GANESH Singh is one of many fisherman in Hague Village, West Coast Demerara and he depends on fishing as his sole source of income for the home. Like many others in the community, the father of three told the Pepperpot Magazine that he comes from a long line of fishermen- his grandfather was a fisherman, his father, his brothers and many other men in his family tree all practised the trade.
He has been residing in Hague for the past 20 years but is originally from Windsor Forest, and would make a three-week fishing expedition with a captain and crew from the village, twice a month. Singh explained that the fishing boat he works on is not a seine boat and they do their fishing with line hook, which has to be hauled in manually, by hand.
He is a sailor along with four others and the captain and they would go as far as 100 miles into the Atlantic Ocean, in our Exclusive Economic Zone (EEZ), our waters, to make a good catch. Sometimes, they explained that they have to go to Waini Point, Region One (Barima-Waini) or way up Corentyne River, because they have to go farther to fish, since oil-drilling activities have disturbed the natural habitat of the fishes.
Singh reported that presently it is not fishing season, due to the windy weather conditions and for a good fishing trip they have to take into consideration the weather, tide and other things. “Being a fisherman is no easy task, because when the tide is rough it is hard to stay still or walk in the fishing boat, and we have to cope with so many challenges, but overall, fishermen are very strong people; we weather the storm and bring the catch home,” he said.
He described fishing as a very dangerous job because being at sea you never know what can happen and they are risking their lives to earn. Singh added that there is always the possibility of a piracy attack or a fishing accident and there is no one around to help, but with these things considered, they still have a job to do, and that they must.
“Fishing is like a gamble because you don’t know if you will have expenses, much less make a good catch,” he said. The fishermen practise saltwater fishing and would catch snapper, trout, kurass, gilbaka, banga, shark and catfish among other types of fishes.
The 33-year-old stated that he grew into fishing and that he fishes to make a living. Singh explained that depending on the catch they get paid and if there is a good catch, they receive fair salaries.
Another resident, Rajkumar Bissoon called “Rayo,” is well-known and he is the owner of several fishing boats. His son got married on Sunday and he was with his family at the seawall at Hague Village to do a religious ceremony.

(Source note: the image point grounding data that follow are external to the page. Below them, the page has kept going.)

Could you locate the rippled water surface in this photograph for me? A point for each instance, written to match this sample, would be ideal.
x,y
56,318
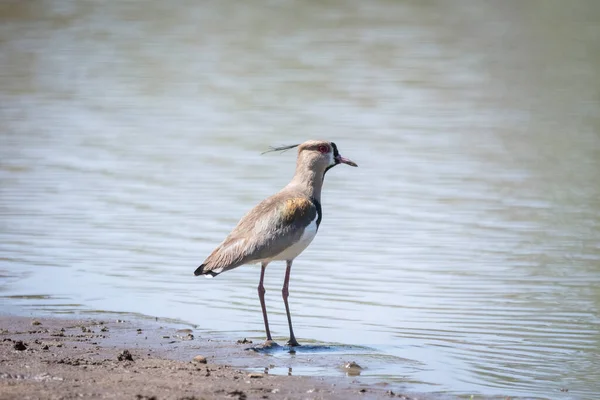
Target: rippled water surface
x,y
462,256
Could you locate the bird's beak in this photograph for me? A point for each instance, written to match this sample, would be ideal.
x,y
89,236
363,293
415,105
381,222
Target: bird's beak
x,y
342,160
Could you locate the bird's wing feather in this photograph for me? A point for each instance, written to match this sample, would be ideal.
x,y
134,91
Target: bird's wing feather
x,y
266,231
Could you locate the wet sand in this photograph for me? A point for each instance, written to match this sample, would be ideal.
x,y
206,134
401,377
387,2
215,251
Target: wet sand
x,y
52,358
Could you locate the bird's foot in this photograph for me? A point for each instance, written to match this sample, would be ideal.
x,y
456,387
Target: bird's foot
x,y
269,343
292,343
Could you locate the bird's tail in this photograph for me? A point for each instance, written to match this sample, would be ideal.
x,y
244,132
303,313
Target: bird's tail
x,y
202,270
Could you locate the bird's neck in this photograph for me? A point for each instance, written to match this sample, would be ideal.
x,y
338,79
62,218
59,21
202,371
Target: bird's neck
x,y
308,181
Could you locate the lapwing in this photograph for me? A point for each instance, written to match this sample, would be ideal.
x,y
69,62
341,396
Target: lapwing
x,y
280,227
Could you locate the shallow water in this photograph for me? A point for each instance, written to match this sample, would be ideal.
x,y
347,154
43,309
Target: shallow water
x,y
463,253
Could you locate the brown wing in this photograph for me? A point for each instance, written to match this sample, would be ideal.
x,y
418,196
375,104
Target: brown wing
x,y
268,229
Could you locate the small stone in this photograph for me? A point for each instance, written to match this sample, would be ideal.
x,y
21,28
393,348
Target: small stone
x,y
125,355
199,359
19,345
352,368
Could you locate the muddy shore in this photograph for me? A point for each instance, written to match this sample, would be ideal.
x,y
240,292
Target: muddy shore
x,y
52,358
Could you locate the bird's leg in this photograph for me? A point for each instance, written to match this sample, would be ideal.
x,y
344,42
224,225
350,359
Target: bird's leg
x,y
261,296
285,293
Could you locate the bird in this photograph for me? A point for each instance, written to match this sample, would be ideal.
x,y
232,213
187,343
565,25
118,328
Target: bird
x,y
280,227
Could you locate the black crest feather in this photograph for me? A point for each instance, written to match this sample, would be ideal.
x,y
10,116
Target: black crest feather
x,y
280,148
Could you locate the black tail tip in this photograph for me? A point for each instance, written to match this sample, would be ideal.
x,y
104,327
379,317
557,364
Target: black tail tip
x,y
200,271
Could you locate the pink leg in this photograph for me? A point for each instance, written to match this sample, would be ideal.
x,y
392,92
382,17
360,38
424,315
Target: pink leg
x,y
285,293
261,296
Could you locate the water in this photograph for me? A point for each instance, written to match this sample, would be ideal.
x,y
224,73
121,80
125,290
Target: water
x,y
462,256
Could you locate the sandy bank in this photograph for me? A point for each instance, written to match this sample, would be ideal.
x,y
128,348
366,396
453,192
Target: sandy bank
x,y
51,358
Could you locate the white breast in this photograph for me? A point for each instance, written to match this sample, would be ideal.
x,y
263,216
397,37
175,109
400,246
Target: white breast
x,y
294,250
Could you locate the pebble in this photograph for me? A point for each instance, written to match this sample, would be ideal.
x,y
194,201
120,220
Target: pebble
x,y
125,355
352,368
200,359
19,345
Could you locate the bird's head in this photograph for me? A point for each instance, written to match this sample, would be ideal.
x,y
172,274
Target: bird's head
x,y
318,155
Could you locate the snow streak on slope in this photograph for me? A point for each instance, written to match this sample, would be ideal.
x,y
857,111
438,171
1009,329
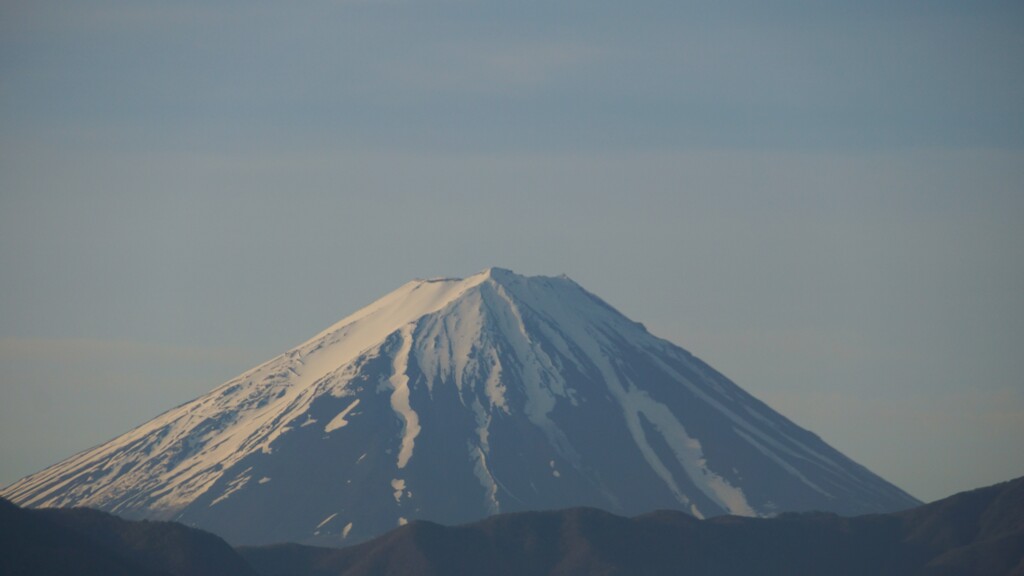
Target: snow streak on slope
x,y
454,399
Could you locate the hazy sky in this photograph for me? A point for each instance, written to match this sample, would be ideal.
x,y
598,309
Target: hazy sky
x,y
823,200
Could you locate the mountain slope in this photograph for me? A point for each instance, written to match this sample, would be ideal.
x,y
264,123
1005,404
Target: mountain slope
x,y
452,400
85,542
978,533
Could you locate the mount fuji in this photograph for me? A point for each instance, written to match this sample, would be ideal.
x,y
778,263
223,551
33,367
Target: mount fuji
x,y
451,400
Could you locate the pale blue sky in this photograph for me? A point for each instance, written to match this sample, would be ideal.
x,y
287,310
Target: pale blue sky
x,y
821,201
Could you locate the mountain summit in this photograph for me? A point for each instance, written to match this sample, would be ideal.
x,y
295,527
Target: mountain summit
x,y
452,400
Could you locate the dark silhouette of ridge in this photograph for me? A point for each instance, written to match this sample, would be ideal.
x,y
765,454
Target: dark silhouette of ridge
x,y
86,542
978,533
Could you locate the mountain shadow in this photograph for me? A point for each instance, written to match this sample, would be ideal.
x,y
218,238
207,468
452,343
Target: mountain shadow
x,y
980,533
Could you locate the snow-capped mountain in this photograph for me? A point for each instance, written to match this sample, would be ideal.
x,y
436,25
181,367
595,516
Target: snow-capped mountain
x,y
454,399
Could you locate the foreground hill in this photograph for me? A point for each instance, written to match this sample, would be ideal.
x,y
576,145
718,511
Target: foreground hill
x,y
453,400
979,533
86,542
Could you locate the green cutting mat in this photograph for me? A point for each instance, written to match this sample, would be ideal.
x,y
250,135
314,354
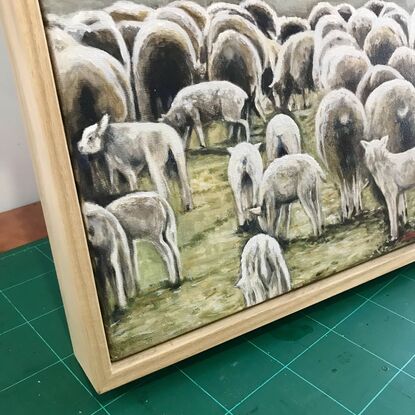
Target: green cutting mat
x,y
353,354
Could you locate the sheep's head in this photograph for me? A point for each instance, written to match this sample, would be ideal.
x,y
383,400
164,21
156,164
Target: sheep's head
x,y
91,142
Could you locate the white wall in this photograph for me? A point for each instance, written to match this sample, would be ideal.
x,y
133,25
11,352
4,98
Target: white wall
x,y
17,183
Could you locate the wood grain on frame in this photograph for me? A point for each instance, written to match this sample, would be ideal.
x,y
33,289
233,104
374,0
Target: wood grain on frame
x,y
28,47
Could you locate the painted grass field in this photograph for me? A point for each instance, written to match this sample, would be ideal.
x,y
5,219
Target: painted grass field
x,y
210,249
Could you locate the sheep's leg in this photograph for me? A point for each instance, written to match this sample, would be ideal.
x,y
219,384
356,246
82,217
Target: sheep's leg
x,y
245,124
186,192
403,208
168,258
284,220
308,208
156,171
199,128
119,282
392,202
186,137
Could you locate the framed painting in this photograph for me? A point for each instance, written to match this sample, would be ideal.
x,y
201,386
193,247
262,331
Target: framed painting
x,y
206,168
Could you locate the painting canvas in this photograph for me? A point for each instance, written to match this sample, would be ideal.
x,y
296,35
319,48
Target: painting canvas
x,y
229,153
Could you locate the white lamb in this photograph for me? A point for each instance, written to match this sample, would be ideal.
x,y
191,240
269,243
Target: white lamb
x,y
244,174
264,273
394,174
282,137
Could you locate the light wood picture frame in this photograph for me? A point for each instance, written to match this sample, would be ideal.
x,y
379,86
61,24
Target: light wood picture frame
x,y
24,25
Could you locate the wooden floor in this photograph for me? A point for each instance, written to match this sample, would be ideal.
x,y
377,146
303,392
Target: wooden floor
x,y
21,226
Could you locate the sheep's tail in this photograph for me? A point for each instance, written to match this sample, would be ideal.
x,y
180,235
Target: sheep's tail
x,y
170,235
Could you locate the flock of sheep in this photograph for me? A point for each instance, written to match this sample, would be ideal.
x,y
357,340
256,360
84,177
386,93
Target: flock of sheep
x,y
135,82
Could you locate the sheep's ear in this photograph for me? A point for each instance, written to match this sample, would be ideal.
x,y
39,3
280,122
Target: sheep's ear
x,y
256,211
103,124
384,141
364,144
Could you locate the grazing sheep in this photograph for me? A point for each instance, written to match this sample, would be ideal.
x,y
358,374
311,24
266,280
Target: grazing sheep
x,y
403,60
203,103
235,59
345,10
194,10
293,72
129,147
343,67
90,82
185,21
282,137
328,23
147,216
264,15
340,125
333,39
229,8
390,7
376,6
384,38
161,47
128,10
394,174
402,18
360,24
222,22
289,26
374,77
244,175
390,110
116,280
99,30
318,11
264,273
287,179
129,30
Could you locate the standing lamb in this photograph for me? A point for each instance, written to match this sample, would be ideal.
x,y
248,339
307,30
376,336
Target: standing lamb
x,y
185,21
394,174
345,10
360,24
287,179
147,216
384,38
229,8
129,147
244,175
331,40
162,47
390,110
293,72
117,280
128,10
340,125
282,137
201,104
264,273
374,77
194,10
343,67
235,59
376,6
264,16
289,26
318,11
403,60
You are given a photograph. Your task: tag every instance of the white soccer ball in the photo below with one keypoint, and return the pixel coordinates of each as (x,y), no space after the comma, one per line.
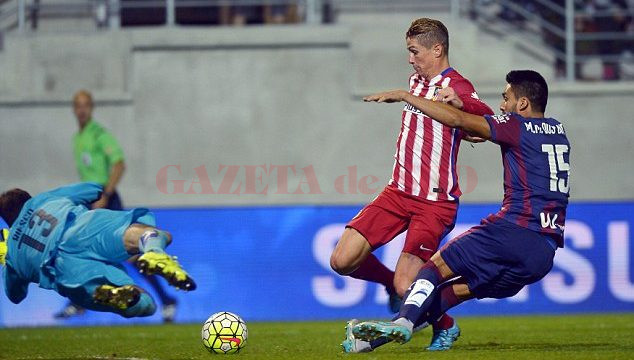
(224,333)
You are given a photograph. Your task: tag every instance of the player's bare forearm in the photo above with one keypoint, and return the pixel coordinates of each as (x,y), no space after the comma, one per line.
(116,173)
(443,113)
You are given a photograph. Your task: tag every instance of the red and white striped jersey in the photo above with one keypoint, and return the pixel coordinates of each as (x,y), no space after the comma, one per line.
(426,150)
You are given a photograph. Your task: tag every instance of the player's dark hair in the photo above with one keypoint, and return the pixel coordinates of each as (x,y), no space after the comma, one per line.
(529,84)
(429,32)
(11,203)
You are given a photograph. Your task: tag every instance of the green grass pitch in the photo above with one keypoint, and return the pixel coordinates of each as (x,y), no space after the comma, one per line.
(602,336)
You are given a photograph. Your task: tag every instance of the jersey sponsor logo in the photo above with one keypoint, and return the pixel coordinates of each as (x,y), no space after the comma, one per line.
(412,109)
(86,159)
(548,222)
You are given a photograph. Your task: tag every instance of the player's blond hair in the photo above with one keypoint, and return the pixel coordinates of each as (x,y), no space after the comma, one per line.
(429,32)
(82,93)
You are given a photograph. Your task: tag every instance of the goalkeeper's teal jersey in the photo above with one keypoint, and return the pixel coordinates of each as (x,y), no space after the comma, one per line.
(37,232)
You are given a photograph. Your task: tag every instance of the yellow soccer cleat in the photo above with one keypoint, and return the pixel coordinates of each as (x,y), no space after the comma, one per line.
(121,298)
(166,266)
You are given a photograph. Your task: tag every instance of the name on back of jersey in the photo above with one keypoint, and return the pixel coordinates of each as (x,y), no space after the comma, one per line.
(545,128)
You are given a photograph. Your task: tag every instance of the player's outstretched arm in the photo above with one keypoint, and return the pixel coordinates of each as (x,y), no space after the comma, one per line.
(443,113)
(14,286)
(79,193)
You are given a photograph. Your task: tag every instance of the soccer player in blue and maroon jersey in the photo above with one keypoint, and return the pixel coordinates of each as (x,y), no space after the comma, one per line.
(512,248)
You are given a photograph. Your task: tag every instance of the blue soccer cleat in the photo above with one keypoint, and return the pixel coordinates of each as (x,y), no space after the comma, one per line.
(352,344)
(372,330)
(394,302)
(444,339)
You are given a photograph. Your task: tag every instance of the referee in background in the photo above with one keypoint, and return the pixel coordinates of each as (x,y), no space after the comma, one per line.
(99,159)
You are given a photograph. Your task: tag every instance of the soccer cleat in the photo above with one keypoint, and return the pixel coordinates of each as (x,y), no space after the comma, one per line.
(166,266)
(443,339)
(394,302)
(69,310)
(352,344)
(121,297)
(372,330)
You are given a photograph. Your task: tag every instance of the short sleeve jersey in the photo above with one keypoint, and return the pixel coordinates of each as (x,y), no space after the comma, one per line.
(95,151)
(536,159)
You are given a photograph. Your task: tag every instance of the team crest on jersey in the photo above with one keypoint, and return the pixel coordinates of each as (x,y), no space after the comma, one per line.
(501,119)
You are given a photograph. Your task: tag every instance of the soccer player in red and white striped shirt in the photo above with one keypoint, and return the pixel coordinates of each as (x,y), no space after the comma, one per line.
(422,196)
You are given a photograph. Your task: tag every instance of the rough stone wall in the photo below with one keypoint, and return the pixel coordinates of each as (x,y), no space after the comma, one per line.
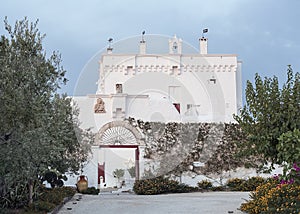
(198,148)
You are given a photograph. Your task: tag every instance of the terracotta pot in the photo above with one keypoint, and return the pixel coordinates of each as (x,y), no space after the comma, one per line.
(82,183)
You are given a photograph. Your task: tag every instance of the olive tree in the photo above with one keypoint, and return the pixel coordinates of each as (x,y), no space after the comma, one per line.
(39,128)
(271,120)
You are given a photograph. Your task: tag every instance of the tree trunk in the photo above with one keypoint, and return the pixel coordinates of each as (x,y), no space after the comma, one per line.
(30,186)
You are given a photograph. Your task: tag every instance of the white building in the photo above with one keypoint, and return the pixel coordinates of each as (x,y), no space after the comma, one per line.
(179,87)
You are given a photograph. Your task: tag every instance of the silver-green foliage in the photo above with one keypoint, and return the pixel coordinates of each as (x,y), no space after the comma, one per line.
(271,120)
(39,128)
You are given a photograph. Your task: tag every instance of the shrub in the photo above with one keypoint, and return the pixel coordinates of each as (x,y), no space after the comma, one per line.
(160,185)
(235,184)
(57,195)
(272,197)
(40,206)
(91,191)
(252,183)
(218,188)
(204,184)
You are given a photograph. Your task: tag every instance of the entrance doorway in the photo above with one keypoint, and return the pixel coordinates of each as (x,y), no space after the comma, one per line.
(118,157)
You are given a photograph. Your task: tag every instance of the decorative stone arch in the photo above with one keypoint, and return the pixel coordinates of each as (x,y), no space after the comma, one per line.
(123,126)
(125,130)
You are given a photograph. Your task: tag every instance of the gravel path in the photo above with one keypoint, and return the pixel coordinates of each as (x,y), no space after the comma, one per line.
(207,202)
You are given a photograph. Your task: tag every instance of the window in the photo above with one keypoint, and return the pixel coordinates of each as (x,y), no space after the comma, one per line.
(119,88)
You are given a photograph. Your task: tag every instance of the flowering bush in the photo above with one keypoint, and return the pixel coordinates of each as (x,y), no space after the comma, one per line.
(281,194)
(205,184)
(271,198)
(160,185)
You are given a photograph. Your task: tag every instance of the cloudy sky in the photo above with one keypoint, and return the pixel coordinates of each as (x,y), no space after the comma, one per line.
(265,34)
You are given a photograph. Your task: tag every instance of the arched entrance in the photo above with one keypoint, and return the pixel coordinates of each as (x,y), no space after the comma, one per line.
(115,137)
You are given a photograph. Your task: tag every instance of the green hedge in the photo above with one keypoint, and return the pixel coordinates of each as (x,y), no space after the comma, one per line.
(50,198)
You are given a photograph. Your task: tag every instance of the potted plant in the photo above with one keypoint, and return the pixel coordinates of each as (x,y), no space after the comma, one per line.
(118,173)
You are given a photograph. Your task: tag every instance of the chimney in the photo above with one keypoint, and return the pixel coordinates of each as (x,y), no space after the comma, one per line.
(203,45)
(142,46)
(109,50)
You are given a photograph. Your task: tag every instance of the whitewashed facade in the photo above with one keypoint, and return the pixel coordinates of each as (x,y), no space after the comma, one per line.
(170,87)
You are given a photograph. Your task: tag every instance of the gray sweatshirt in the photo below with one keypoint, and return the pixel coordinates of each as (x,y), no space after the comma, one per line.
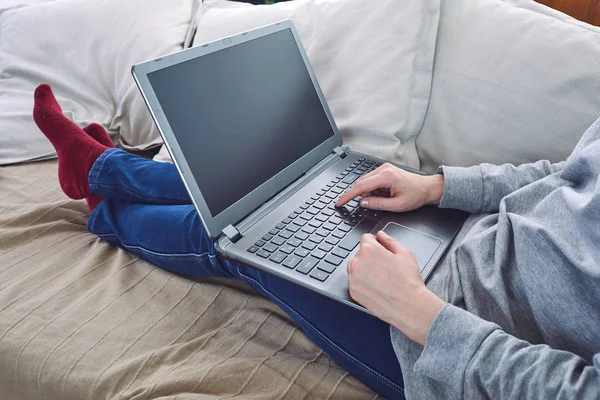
(523,284)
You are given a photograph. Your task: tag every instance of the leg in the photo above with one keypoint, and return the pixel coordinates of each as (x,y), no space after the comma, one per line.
(117,174)
(172,237)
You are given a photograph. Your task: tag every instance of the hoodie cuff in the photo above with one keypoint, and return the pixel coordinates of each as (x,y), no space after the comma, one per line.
(452,341)
(463,188)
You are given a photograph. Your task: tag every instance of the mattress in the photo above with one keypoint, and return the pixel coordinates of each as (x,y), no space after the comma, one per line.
(80,319)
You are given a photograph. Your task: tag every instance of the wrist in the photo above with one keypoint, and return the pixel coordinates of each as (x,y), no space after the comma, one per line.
(434,188)
(415,324)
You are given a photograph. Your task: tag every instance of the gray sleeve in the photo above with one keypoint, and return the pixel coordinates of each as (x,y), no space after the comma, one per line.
(480,188)
(476,359)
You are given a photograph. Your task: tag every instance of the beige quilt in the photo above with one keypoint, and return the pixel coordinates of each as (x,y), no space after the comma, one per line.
(80,319)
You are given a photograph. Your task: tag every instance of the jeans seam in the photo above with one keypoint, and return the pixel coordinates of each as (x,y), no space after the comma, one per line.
(145,195)
(99,168)
(332,345)
(177,257)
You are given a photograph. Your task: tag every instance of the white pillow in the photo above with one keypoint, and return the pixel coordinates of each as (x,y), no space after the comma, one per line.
(84,50)
(509,85)
(373,61)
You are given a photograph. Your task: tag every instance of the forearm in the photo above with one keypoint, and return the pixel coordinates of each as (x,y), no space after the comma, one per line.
(479,189)
(478,360)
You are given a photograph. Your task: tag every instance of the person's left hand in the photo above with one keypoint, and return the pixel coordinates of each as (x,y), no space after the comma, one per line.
(384,278)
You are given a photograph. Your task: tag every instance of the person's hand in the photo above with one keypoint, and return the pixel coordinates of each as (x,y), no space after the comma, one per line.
(384,278)
(390,188)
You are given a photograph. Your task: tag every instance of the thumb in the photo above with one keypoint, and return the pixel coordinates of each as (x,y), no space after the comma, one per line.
(378,203)
(389,242)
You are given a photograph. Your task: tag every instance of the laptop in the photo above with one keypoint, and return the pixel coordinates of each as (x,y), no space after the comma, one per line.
(254,141)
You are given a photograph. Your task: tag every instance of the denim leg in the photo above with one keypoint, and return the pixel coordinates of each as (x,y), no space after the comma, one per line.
(117,174)
(172,237)
(169,236)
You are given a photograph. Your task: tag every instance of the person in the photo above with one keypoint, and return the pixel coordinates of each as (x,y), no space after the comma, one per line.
(511,311)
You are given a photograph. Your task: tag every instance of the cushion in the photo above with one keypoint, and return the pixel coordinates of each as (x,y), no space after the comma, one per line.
(90,75)
(509,85)
(372,59)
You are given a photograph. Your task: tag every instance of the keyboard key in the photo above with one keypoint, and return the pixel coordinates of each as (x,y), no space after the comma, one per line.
(335,260)
(345,228)
(332,240)
(315,223)
(293,228)
(319,254)
(323,232)
(300,222)
(302,235)
(307,265)
(328,212)
(320,205)
(325,266)
(313,210)
(309,229)
(329,226)
(263,254)
(365,226)
(350,178)
(287,249)
(338,252)
(319,275)
(285,234)
(338,233)
(270,247)
(322,217)
(306,216)
(309,245)
(375,214)
(336,220)
(278,241)
(292,261)
(302,252)
(325,247)
(294,242)
(315,238)
(278,257)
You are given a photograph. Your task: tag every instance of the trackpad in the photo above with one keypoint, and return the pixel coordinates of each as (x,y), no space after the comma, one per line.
(422,245)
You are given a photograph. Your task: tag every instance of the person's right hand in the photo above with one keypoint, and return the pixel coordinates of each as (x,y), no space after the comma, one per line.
(390,188)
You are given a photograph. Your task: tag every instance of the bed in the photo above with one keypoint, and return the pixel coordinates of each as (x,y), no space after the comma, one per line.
(80,319)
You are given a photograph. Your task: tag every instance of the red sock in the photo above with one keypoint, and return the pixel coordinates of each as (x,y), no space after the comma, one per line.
(76,151)
(98,133)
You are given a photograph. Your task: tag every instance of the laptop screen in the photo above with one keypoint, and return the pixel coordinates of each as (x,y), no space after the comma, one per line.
(242,114)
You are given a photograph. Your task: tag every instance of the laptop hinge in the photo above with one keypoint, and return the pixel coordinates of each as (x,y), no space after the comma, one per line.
(232,233)
(340,151)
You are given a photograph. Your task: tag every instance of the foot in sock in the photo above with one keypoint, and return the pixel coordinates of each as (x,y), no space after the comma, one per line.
(99,134)
(76,151)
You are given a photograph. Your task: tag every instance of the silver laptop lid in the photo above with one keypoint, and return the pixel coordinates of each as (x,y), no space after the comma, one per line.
(242,118)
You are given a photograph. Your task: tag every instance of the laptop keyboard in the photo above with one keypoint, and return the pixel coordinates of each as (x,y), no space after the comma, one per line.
(317,237)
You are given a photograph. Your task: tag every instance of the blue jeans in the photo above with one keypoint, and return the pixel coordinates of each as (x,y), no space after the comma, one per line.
(146,210)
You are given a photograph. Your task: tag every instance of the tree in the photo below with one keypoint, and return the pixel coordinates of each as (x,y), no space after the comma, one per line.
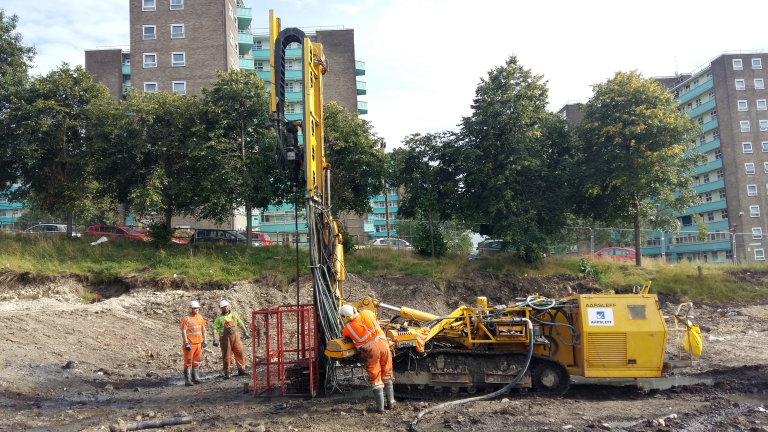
(634,166)
(242,145)
(424,167)
(161,132)
(15,62)
(357,163)
(54,122)
(516,158)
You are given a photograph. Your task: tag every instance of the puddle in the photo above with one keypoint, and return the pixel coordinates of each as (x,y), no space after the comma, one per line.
(756,399)
(646,383)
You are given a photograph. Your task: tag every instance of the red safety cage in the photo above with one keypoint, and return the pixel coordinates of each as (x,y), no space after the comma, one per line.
(285,351)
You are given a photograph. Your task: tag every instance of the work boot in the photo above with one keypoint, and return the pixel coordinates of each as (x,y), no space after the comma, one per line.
(389,392)
(195,376)
(378,398)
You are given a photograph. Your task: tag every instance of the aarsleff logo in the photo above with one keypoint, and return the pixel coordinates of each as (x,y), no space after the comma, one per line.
(600,317)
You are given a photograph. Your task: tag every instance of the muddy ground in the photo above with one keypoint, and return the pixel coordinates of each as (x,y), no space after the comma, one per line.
(70,366)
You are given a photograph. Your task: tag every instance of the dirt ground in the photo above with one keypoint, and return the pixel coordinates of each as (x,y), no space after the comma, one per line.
(68,366)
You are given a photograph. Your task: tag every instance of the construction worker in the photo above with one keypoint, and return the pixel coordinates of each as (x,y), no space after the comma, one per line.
(363,328)
(225,325)
(194,337)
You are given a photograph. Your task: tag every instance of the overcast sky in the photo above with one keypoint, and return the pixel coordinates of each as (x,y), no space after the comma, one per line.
(424,58)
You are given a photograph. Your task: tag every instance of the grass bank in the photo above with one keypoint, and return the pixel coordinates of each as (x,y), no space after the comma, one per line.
(224,264)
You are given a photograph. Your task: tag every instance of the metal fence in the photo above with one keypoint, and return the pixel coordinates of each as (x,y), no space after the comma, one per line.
(285,352)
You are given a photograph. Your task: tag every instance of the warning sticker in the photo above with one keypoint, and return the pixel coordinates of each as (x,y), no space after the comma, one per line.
(600,316)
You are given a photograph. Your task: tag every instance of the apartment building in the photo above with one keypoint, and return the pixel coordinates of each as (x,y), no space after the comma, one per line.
(727,97)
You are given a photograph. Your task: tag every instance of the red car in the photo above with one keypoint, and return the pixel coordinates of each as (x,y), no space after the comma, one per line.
(614,253)
(263,238)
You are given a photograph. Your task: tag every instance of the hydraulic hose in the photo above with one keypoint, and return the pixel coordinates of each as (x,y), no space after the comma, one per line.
(499,392)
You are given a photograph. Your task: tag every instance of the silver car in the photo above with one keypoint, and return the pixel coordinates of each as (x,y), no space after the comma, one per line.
(391,242)
(51,229)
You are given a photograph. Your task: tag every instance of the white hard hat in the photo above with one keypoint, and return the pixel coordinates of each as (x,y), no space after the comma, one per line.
(347,311)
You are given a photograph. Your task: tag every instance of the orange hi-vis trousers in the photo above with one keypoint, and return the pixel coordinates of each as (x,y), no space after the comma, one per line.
(230,343)
(378,363)
(194,357)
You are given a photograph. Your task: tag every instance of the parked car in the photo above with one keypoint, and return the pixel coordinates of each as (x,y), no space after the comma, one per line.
(486,248)
(115,231)
(391,242)
(260,237)
(51,229)
(219,236)
(614,253)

He has lived in the village for more than 35 years, his parents are from Hague and grew up there as a fisherman and that his grandfather was a fisherman too. He reported that all the men in his family, including his sons, are all fishermen and the women are housewives.
Fishing is a family tradition for him and to equip a fishing boat with ration, fuel and ice takes half a million dollars for a trip, which is about two to three weeks with a crew of four and the captain. Bissoon explained that 9,000 pounds of ice lasts 17 days and before that starts to melt, the crew has to make it to shore.
“Fishing is an art, which requires skill like any other job; one must know what they are about and you have to know the weather, tide and know-how about fishing,” he said. The 48-year-old stated that loading the fishing boat alone is a task; at times they have to wait on the tide and getting nine drums of fuel, with 9,000 pounds of ice to store in freezers and packing the ration is not easy labour.
He, like most boat owners and fishermen, has to pay people to guard their boats and engine at nights. At that time, there were about 10 fishing boats moored, it was a low tide. Bissoon disclosed that his crew will make their next fishing trip in a few days and he is hoping that they will make a good catch, so they can all benefit.